El artista realizó en dos meses 30 cuadros que expone en la Galería Pecanins
La pintura es no pensamiento; lo esencial es mantenerte fiel a tu oficio, señala en entrevista
Lunes 9 de marzo de 2009, p. a15
El año pasado, entre los meses de agosto y septiembre, el pintor Gabriel Ramírez tuvo otra de sus varias etapas de impulsos creativos, febriles, sin bocetos, exentos de pensamientos, y de ahí salió un lote de acrílicos y mixtos sobre tela y papel, de los que se seleccionó una treintena para exponerlos en la Galería Pecanins durante dos semanas.

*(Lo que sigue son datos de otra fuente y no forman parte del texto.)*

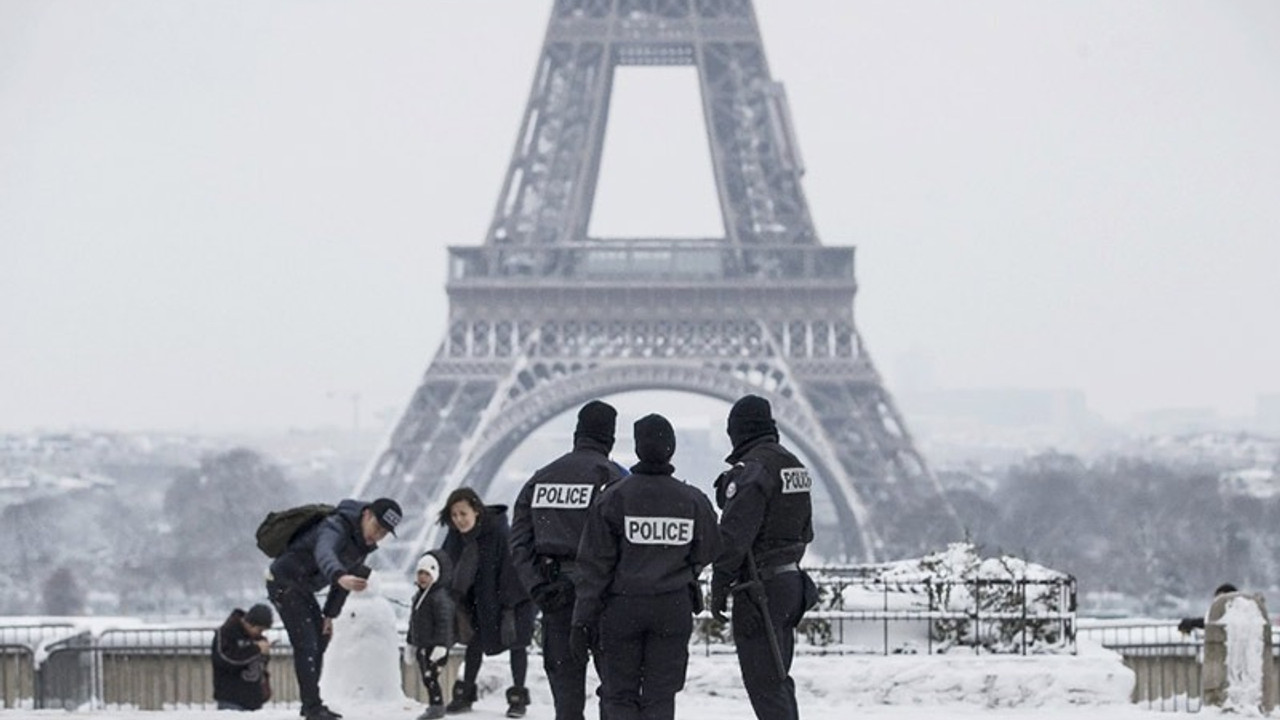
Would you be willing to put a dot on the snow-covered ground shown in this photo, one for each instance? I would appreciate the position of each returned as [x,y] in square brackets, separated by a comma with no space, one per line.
[1091,686]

El sábado 7, tras la inauguración de la muestra-venta, Ramírez (Mérida, 1938) hace una pausa a instancias de Ana María y Teresa Pecanins para hablar con La Jornada.

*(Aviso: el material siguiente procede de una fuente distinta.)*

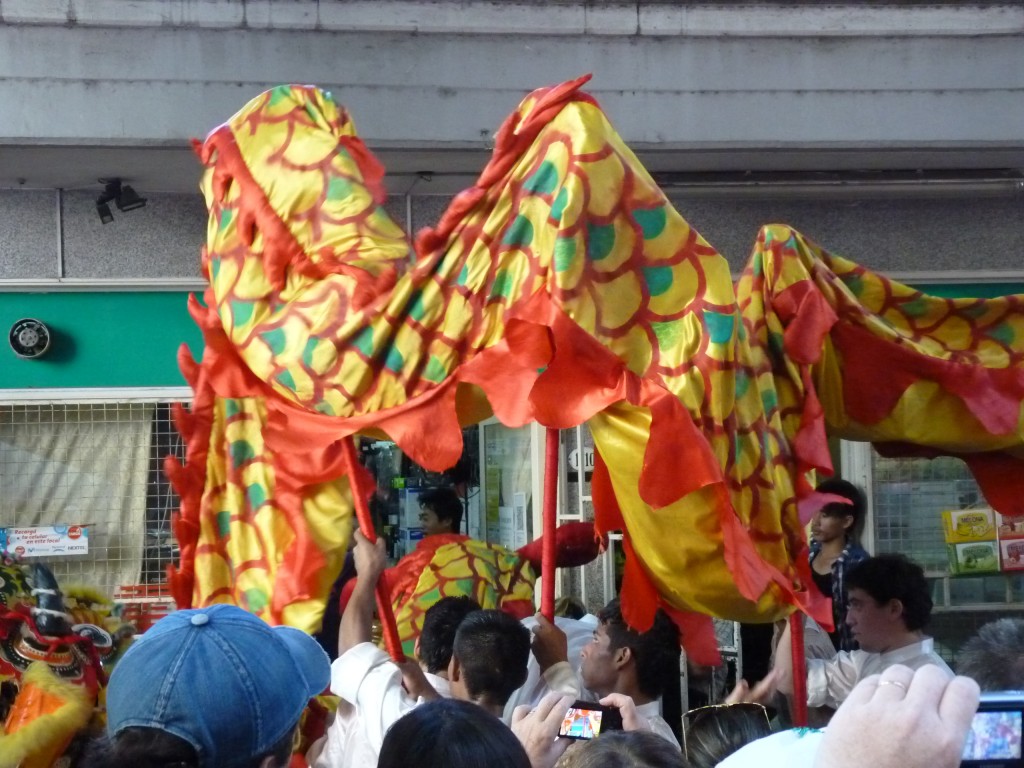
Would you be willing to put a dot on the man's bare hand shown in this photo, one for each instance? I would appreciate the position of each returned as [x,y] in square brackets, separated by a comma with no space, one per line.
[414,680]
[371,559]
[538,729]
[901,719]
[632,720]
[761,693]
[550,644]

El pintor y explorador del cine y otras artes, radicado en la capital yucateca, comenta: “Fue un proceso rapidísimo, de hacer más de 30 cuadros. La pintura para mí es fundamentalmente placer, y el placer no es la exposición, el catálogo, sino que el placer es que voy a realizar el trabajo. Ahí es cuando ocurre todo: es el principio, el fin y el sentido de todo para mí como pintor: lo que ocurrió antes de elaborar esos cuadros.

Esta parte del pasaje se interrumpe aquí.